O que significa o termo “Amarok”? Poderia ser o nome de um lobo mitológico da tradição dos Inuit, popularmente chamados de esquimós, ou poderia estar associado à frase em inglês “I am a rock”, como disse Oldfield.
Como é isso? para Mike Oldfield e muitas outras coisas. Um verdadeiro tour de force que nos leva por toda a sua carreira e atrevo-me a dizer por todos os países do mundo, onde através de subtis repetições de melodias aqui e ali, Oldfield consegue um sentido de coesão a uma obra que à primeira vista parece totalmente improvisado. É muito difícil explicar em palavras. Como já vos dissemos, foi essencialmente concebido para CD, mas por uma simples razão física a versão LP e cassete sofreu um corte repentino, tentando ao máximo não quebrar a continuidade e, sobretudo, porque era simplesmente impossível traçar metade.
A enxurrada de efeitos e "overdubbing" das faixas é brutal, esgotando ao máximo as possibilidades do estúdio de gravação da época, e certamente sem possibilidade de reprodução ao vivo. Um Mike virtuoso acelera o tempo, desacelera, experimenta ritmos, sons, timbres, vocoders, coros celtas e africanos, loops e uma imensa quantidade de instrumentos que realmente nos faz duvidar que tenha sido apenas uma pessoa capaz de compor , interpretar e dar origem a tal projeto. Temos os instrumentos tradicionais favoritos de Oldfield, como todos os tipos de guitarras e baixos, além de acordeões, harpas, telefones, aspiradores de pó, mensagens em código Morse, passos, água, motores, brinquedos e muito mais. Qual é, nem mesmo o Pink Floyd em “Ummagumma” (1969) se atreveu a fazer tanta coisa.
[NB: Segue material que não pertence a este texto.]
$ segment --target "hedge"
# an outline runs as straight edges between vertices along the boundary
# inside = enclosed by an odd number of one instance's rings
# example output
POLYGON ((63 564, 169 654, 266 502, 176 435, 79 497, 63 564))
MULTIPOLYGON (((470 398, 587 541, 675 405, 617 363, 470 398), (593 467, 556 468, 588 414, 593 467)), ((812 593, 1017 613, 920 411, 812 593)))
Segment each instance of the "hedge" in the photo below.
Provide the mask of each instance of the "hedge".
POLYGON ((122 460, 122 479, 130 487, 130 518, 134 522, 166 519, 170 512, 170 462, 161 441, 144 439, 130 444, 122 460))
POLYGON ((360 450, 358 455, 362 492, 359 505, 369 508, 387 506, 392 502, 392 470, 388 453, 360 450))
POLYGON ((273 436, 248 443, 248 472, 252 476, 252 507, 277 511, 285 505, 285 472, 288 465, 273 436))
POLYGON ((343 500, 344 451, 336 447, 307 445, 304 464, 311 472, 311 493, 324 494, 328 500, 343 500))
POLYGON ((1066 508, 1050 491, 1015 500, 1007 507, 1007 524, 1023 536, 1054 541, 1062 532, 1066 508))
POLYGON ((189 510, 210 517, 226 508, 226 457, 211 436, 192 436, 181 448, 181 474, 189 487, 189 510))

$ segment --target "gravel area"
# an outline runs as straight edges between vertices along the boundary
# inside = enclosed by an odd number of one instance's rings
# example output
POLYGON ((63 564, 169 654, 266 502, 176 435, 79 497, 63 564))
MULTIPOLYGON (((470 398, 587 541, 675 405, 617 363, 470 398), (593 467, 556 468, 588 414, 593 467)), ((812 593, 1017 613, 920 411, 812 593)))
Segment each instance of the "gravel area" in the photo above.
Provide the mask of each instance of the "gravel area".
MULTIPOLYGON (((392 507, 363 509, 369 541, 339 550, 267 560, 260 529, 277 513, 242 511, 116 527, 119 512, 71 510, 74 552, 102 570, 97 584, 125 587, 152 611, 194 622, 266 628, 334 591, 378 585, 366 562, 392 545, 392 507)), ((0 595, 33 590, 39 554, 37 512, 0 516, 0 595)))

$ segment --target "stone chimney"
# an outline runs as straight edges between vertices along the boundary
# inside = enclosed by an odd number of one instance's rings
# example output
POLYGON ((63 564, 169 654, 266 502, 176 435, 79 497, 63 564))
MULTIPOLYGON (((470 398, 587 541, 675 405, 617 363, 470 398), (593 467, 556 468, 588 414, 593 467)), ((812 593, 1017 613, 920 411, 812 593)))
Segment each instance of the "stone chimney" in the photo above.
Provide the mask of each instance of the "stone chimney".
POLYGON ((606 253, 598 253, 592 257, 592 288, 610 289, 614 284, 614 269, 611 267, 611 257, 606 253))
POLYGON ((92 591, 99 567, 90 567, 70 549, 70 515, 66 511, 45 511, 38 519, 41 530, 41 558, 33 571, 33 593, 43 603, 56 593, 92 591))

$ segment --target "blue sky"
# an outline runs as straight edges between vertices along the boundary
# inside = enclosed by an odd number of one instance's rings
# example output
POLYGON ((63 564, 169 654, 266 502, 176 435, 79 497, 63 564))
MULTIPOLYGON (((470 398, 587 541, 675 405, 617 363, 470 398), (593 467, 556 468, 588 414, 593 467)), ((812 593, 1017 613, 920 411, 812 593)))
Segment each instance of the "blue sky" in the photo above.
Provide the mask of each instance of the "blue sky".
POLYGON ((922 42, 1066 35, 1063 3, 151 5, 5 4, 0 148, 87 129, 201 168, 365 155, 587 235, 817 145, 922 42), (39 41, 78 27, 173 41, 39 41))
Para destacar um fragmento de código Morse, onde de uma forma muito sutil, Mike “mandou Richard Branson foder”. A mensagem escrita era bem clara: "FUCK OFF RB"
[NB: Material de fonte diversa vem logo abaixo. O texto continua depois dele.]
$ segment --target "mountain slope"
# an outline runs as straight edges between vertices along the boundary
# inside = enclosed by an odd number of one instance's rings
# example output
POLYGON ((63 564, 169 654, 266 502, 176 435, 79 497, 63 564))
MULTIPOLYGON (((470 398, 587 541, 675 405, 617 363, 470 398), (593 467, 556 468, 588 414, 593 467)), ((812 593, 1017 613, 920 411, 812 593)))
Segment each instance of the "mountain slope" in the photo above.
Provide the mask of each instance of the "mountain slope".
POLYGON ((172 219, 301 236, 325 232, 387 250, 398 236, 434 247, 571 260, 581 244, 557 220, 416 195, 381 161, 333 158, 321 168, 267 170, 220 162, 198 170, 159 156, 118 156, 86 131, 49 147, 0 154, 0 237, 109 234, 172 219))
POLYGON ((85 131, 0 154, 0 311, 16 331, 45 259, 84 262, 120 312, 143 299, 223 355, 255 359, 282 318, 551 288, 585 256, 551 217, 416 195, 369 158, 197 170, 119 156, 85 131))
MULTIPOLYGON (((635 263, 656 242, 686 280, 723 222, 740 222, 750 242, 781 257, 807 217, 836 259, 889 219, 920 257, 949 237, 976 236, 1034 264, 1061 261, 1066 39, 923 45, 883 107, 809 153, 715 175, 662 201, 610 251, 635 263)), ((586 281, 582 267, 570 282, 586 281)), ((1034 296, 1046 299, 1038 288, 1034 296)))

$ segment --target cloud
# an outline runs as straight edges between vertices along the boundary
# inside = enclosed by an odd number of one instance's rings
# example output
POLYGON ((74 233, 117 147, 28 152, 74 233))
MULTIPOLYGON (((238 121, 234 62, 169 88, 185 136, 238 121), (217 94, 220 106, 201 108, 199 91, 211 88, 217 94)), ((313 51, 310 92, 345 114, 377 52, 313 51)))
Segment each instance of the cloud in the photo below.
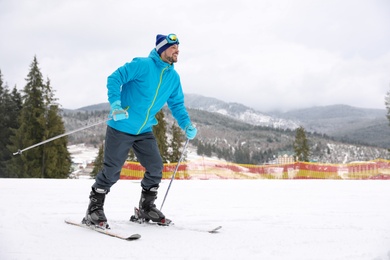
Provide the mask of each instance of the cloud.
POLYGON ((363 1, 3 0, 0 69, 24 87, 37 55, 65 108, 106 102, 106 78, 177 33, 185 93, 262 111, 384 108, 390 3, 363 1))

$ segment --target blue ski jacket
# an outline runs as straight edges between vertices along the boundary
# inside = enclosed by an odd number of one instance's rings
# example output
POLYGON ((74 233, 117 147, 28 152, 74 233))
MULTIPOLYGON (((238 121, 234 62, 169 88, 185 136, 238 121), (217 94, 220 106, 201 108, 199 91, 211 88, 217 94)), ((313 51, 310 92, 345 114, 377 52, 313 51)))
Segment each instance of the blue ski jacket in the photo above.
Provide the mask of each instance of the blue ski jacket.
POLYGON ((191 124, 179 74, 156 49, 148 57, 134 58, 118 68, 108 77, 107 89, 110 104, 120 100, 129 114, 127 119, 107 122, 118 131, 132 135, 152 131, 158 123, 155 115, 166 103, 181 129, 191 124))

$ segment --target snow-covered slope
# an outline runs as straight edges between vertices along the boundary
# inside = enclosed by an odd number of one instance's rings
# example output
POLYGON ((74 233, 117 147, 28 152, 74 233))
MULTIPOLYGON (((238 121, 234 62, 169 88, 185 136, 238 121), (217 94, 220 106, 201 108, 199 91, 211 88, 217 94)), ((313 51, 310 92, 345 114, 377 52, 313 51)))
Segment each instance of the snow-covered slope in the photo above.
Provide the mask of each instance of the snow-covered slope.
MULTIPOLYGON (((138 181, 119 181, 105 211, 122 241, 81 220, 93 180, 0 179, 0 259, 388 260, 387 181, 177 181, 163 212, 176 227, 128 223, 138 181), (191 231, 222 225, 219 234, 191 231), (123 230, 122 230, 123 231, 123 230)), ((163 181, 158 206, 168 186, 163 181)))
Quando Amarok chegou às prateleiras, teve muitos detratores, desde novos fãs que estavam acostumados com peças vocais com uma bela melodia como "Moonlight Shadow" ou "Crime of Passion", até fãs mais clássicos que esperavam obras como as dos primeiros tempos. O Amarok, ao contrário do que foi encontrado em obras como “Tubular Bells” (1973), é uma montanha-russa contínua de emoções musicais com melodias que se sucedem na velocidade da luz, deixando no ouvinte a sensação de que não tem objetivos claros, mas que com sucessivas escutas se revelam coesos.
E o que a Virgin fez com um trabalho single track de 60 minutos, totalmente anticomercial, com nome estranho e fora de qualquer tendência da época, que envolveu até uma ofensa ao seu diretor? Bem, ele mal o promoveu, vendendo muito mal na época, mas com o tempo alcançou status de culto, estabelecendo-se como o melhor de Oldfield.
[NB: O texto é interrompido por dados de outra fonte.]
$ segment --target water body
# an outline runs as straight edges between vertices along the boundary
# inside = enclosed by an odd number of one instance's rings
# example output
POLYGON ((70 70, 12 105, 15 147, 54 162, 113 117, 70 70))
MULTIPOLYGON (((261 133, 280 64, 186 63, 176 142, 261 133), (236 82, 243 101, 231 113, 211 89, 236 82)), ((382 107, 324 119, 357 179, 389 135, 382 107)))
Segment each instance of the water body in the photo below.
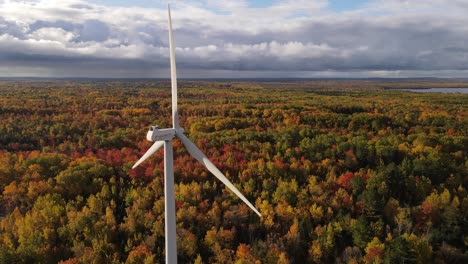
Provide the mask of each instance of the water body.
POLYGON ((429 88, 429 89, 405 89, 415 93, 460 93, 468 94, 468 88, 429 88))

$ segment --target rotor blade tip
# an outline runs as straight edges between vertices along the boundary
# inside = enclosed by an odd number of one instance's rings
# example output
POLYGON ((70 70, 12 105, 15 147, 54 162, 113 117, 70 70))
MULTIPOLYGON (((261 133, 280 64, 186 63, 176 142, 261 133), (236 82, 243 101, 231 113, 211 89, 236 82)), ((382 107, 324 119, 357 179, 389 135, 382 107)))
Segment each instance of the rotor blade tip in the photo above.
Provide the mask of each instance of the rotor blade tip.
POLYGON ((135 162, 132 166, 132 170, 135 169, 136 167, 140 166, 141 162, 135 162))
POLYGON ((259 217, 262 217, 262 214, 260 214, 259 211, 255 210, 255 213, 256 213, 259 217))

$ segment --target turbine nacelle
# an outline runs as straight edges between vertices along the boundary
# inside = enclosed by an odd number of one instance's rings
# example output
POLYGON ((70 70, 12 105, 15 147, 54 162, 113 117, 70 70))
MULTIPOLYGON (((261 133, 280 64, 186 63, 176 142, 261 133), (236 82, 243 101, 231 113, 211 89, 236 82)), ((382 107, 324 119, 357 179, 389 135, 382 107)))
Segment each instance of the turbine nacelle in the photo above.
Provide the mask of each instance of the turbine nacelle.
POLYGON ((146 139, 151 142, 172 140, 176 130, 174 128, 159 129, 158 126, 151 126, 146 133, 146 139))
POLYGON ((150 142, 168 141, 178 133, 184 133, 184 129, 181 127, 159 129, 158 126, 151 126, 146 133, 146 139, 150 142))

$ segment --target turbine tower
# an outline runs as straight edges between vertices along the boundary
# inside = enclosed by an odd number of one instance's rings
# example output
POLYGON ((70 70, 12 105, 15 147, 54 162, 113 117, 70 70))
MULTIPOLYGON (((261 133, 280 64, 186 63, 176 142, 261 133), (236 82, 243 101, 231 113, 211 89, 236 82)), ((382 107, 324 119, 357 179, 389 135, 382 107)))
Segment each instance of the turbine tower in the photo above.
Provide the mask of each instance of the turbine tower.
POLYGON ((261 216, 257 209, 242 195, 239 190, 219 171, 218 168, 203 154, 203 152, 184 135, 184 129, 179 126, 179 113, 177 111, 177 74, 174 51, 174 37, 172 34, 172 21, 170 5, 167 5, 169 20, 169 50, 171 60, 171 89, 172 89, 172 128, 159 129, 158 126, 151 126, 146 139, 154 144, 146 153, 133 165, 136 168, 143 161, 153 155, 158 149, 164 146, 164 202, 165 202, 165 235, 166 235, 166 263, 177 263, 176 248, 176 217, 174 198, 174 161, 172 151, 172 140, 174 136, 187 148, 188 152, 205 166, 213 175, 223 182, 233 191, 244 203, 246 203, 258 216, 261 216))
Mike teria sua vingança. Após o lançamento do muito mais convencional (e fraco) "Heaven's Open" (1991) para cumprir o último álbum exigido por seu contrato com a Virgin, em 1992 ele assinou um novo pacto de gravação com o Warner Music Group (na época WEA) e Adivinhe qual foi a primeira coisa que ele lançou com esse selo... sim, Tubular Bells II (1992). Não queremos nem imaginar a expressão no rosto de Branson quando ele descobrir.
Sem dúvida, “Amarok” é um dos álbuns mais surpreendentes, experimentais e inovadores, não só dos anos 90, mas de todos os tempos, vindo de um dos artistas mais ousados que podemos recordar.